March 23, 2011, 2:48 pm
Business Models for Fab Labs
Categories: Fabbing| Makers| Open Design| Tools
Tags: Business/Service, Fabbing, FabLab, Manufacturing, Marketing, Open Manufacturing, Technology
Few months ago, Platoniq commissioned me a report about business models for Open Hardware, DIY Craft and Fab Labs, for their crowdfunding project Goteo. It is now available here in English, under a Creative Commons Attribution-Noncommercial-Share Alike 3.0 Unported License; it will be soon available in Spanish from Platoniq’s YouCoop website. Just note that the two versions may slightly differ (it happens when you work on two different versions of the same document); the idea is to transform it in a collaborative book in the future, here on openp2pdesign.org.
After the part about Open Hardware, here’s now the second part, about business models for Fab Labs.
Fab Labs and other places for designing and making collaboratively
As we have seen in the previous post, Open Hardware and similar Open projects can grow as communities inside specific places like hackerspaces. Such places are interesting because they are, at the same time, enablers of open and collaborative projects, and business models for them. In this post I will cover Fab Labs, as the most evolved and potentially big places (they could in fact also host hackerspaces) for collaborative projects, and their business models.
Lead by Neil Gershenfeld, the Fab Lab program is part of the MIT’s Center for Bits and Atoms (CBA) and it broadly explores how the content of information relates to its physical representation and can be embodied in or abstracted from: the intersection between information theory and industrial design. A Fab Lab (digital fabrication (fabbing laboratory) is a small-scale workshop with an array of computer controlled tools that cover several different length scales and various materials, democratizing manufacturing technologies previously available only for expensive mass production.
So far Fab Labs have been opened in rural India, northern Norway, various European countries, Afghanistan, Ghana, Boston and Costa Rica.

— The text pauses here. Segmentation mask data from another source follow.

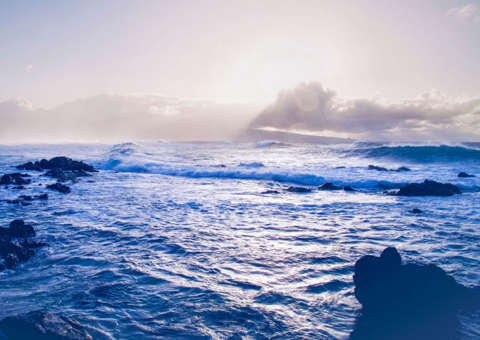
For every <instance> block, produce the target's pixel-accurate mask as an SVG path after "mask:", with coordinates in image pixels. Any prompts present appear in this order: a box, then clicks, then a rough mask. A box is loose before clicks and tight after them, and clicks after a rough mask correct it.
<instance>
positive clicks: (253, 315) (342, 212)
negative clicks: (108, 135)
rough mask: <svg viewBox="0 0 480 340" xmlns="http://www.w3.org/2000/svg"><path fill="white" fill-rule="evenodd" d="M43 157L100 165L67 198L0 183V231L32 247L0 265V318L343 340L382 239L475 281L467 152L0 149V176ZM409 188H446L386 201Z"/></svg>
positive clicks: (165, 145)
mask: <svg viewBox="0 0 480 340" xmlns="http://www.w3.org/2000/svg"><path fill="white" fill-rule="evenodd" d="M55 156H67V157H70V158H73V159H75V160H82V161H85V162H86V163H89V164H92V165H94V166H95V167H96V168H97V169H99V170H100V171H99V172H98V173H95V174H94V175H93V176H92V177H88V178H82V179H81V180H80V181H79V182H78V183H74V184H69V183H67V184H68V185H69V186H70V187H71V189H72V192H71V193H69V194H61V193H58V192H54V191H50V190H47V189H45V185H46V184H49V183H53V182H54V180H52V179H50V178H47V177H42V176H39V173H35V172H34V171H22V172H27V173H30V174H32V175H34V177H33V180H34V181H35V182H34V183H32V184H31V185H29V186H27V189H26V190H13V189H12V188H8V189H5V188H4V187H2V188H0V193H1V194H0V198H1V202H0V225H1V226H3V227H7V226H8V224H9V223H10V221H12V220H13V219H17V218H21V219H23V220H25V222H26V223H28V224H31V225H33V226H34V227H35V229H36V231H37V235H38V237H37V238H38V239H40V240H42V241H44V242H45V243H47V246H45V247H43V248H41V249H39V250H38V251H37V254H36V255H35V256H34V257H33V258H31V259H30V260H28V261H26V262H23V263H22V264H21V265H20V266H19V267H17V268H16V269H15V270H5V271H3V272H0V305H1V306H2V308H1V309H0V319H2V318H4V317H6V316H8V315H12V314H16V313H26V312H29V311H32V310H45V311H49V312H52V313H55V314H59V315H65V316H68V317H72V318H74V319H76V320H77V321H79V322H80V323H82V324H84V325H86V326H87V327H88V328H89V332H91V334H93V336H94V338H95V339H348V338H349V335H350V333H351V332H352V330H353V328H354V326H355V321H356V320H357V316H358V313H359V311H360V309H361V305H360V304H359V302H358V301H357V300H356V298H355V296H354V284H353V279H352V275H353V273H354V264H355V261H356V260H358V259H359V258H360V257H361V256H363V255H379V254H380V252H381V251H382V250H383V249H384V248H385V247H387V246H394V247H396V248H397V249H398V250H399V252H400V254H401V255H402V258H403V260H404V262H410V263H419V264H428V263H434V264H436V265H438V266H440V267H441V268H443V269H444V270H445V271H446V272H447V273H448V274H450V275H452V276H453V277H454V278H455V279H456V280H457V281H458V282H459V283H461V284H463V285H466V286H468V287H474V286H476V285H479V284H480V269H479V266H478V263H479V260H480V144H475V143H470V144H461V143H459V144H455V145H453V144H451V145H442V144H411V143H410V144H400V143H397V144H389V143H369V142H355V143H349V144H335V145H320V144H308V143H305V144H286V143H278V142H274V141H263V142H259V143H241V144H237V143H231V142H223V143H168V142H157V143H124V144H117V145H106V144H66V145H2V146H0V174H5V173H11V172H16V171H17V170H16V169H14V168H12V166H15V165H18V164H22V163H25V162H28V161H36V160H40V159H42V158H46V159H50V158H52V157H55ZM369 165H375V166H379V167H384V168H387V169H391V170H396V169H398V168H400V167H408V168H409V169H410V170H411V171H405V172H397V171H377V170H369V169H368V166H369ZM459 172H467V173H469V174H473V175H476V177H473V178H458V177H457V174H458V173H459ZM425 179H430V180H435V181H438V182H442V183H452V184H455V185H457V186H458V187H459V188H460V189H461V190H462V194H460V195H455V196H451V197H398V196H392V195H387V194H386V191H387V192H388V191H391V190H395V189H398V188H400V187H401V186H403V185H405V184H407V183H418V182H423V181H424V180H425ZM326 182H332V183H333V184H334V185H338V186H341V187H344V186H347V185H348V186H350V187H352V188H353V189H354V190H355V191H354V192H347V191H344V190H336V191H322V190H318V187H319V186H320V185H322V184H323V183H326ZM39 184H42V185H39ZM296 187H304V188H307V189H309V190H308V191H307V192H298V190H296ZM289 188H290V190H289ZM43 193H48V195H49V200H48V201H38V200H35V201H32V205H30V206H22V205H19V204H8V203H6V202H5V200H12V199H16V198H17V197H18V196H19V195H24V194H28V195H38V194H43ZM414 208H417V209H420V210H422V211H423V213H421V214H413V213H412V212H411V211H412V209H414ZM478 316H479V315H478V313H475V312H461V313H460V321H461V327H460V329H459V330H458V339H478V338H480V318H479V317H478Z"/></svg>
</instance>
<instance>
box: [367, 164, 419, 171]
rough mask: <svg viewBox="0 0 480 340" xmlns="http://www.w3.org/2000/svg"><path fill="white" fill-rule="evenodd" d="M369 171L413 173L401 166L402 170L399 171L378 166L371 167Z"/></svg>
mask: <svg viewBox="0 0 480 340" xmlns="http://www.w3.org/2000/svg"><path fill="white" fill-rule="evenodd" d="M367 169H368V170H377V171H396V172H403V171H412V170H410V169H409V168H407V167H406V166H401V167H400V168H398V169H397V170H393V169H392V170H389V169H387V168H382V167H381V166H376V165H369V166H368V168H367Z"/></svg>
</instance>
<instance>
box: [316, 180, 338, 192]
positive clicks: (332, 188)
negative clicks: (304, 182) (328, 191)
mask: <svg viewBox="0 0 480 340" xmlns="http://www.w3.org/2000/svg"><path fill="white" fill-rule="evenodd" d="M318 190H342V187H340V186H338V185H334V184H333V183H331V182H327V183H323V184H322V185H321V186H319V187H318Z"/></svg>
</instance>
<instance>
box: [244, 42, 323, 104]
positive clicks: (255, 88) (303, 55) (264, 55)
mask: <svg viewBox="0 0 480 340" xmlns="http://www.w3.org/2000/svg"><path fill="white" fill-rule="evenodd" d="M324 64H325V63H324V61H323V60H321V58H320V57H319V56H317V55H314V54H313V53H310V52H308V51H306V50H302V49H296V48H281V49H272V50H269V51H265V52H264V53H262V54H260V55H257V56H256V57H255V58H251V59H250V60H249V63H248V65H246V66H247V67H246V69H245V70H244V71H245V72H244V73H243V74H242V75H241V79H242V81H241V88H242V89H241V90H242V92H243V93H244V94H245V95H246V96H247V97H249V98H252V99H267V100H272V99H274V98H276V96H277V94H278V92H279V91H280V90H282V89H287V88H292V87H294V86H295V85H297V84H298V83H300V82H309V81H320V80H322V78H323V77H324V76H325V66H324Z"/></svg>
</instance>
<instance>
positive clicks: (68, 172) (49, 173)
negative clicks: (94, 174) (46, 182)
mask: <svg viewBox="0 0 480 340" xmlns="http://www.w3.org/2000/svg"><path fill="white" fill-rule="evenodd" d="M44 176H47V177H52V178H55V179H56V180H57V181H59V182H66V181H72V182H78V177H89V176H92V175H90V174H89V173H88V172H86V171H84V170H78V171H77V170H74V171H63V170H61V169H52V170H49V171H47V172H46V173H45V174H44Z"/></svg>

Fab Lab outreach projects are being explored with a growing group of institutional partners and countries including Panama, Trinidad, South Africa, the National Academies, the Indian Department of Science and Technology, and the Africa-America Institute. The official list of FabLabs is hosted here, while other lists can be found here:
View Fab Labs on Earth in a larger map
There is no formal procedure on how to become a Fab Lab and the process is monitored by the MIT. All the labs around the world are in contact with each other through a common video conferencing system hosted at the MIT which is used for ad-hoc meetings, scheduled conferences and the delivery of the Fab Academy training programme.
Funding a Fab Lab: how much does it cost?
CNN reported that the Center for Bits and Atoms was funded with $14 million by the National Science Foundation in 2001. Anyway, starting a Fab Lab should be much cheaper: Fab Lab Afghanistan (in its wiki) and allbusiness.com reported that a full Fab Lab currently costs about $50,000-$55,000 in equipment and materials without MIT’s involvement. Other sources like ideasexist.com and aps.org reported that a Fab Lab should costs only about $20,000.
In 2009, the Center for a Stateless Society proposed to organize a Fab Lab using open-source tools such as the Fab@Home 3D printer, with resulting costs between $2,000 and $5,000 total. Bart Bakker of Utrecht, Netherlands built one for under € 3000. Another initiative called Replab.org proposed the construction of an open source Fab Lab that costs $12,500.
Tools lists are available on the Center for Bits and Atoms website here and here; there is even a task list for managing a Fab Lab as well.
Running a Fab Lab: Business Models
Even the official Fab Lab Charter (drafted in 2007) recognize that Fab Labs could adopt a business model for commercial activities and roughly defines some guidelines for such models:
Business: commercial activities can be incubated in fab labs but they must not conflict with open access, they should grow beyond rather than within the lab, and they are expected to benefit the inventors, labs, and networks that contribute to their success.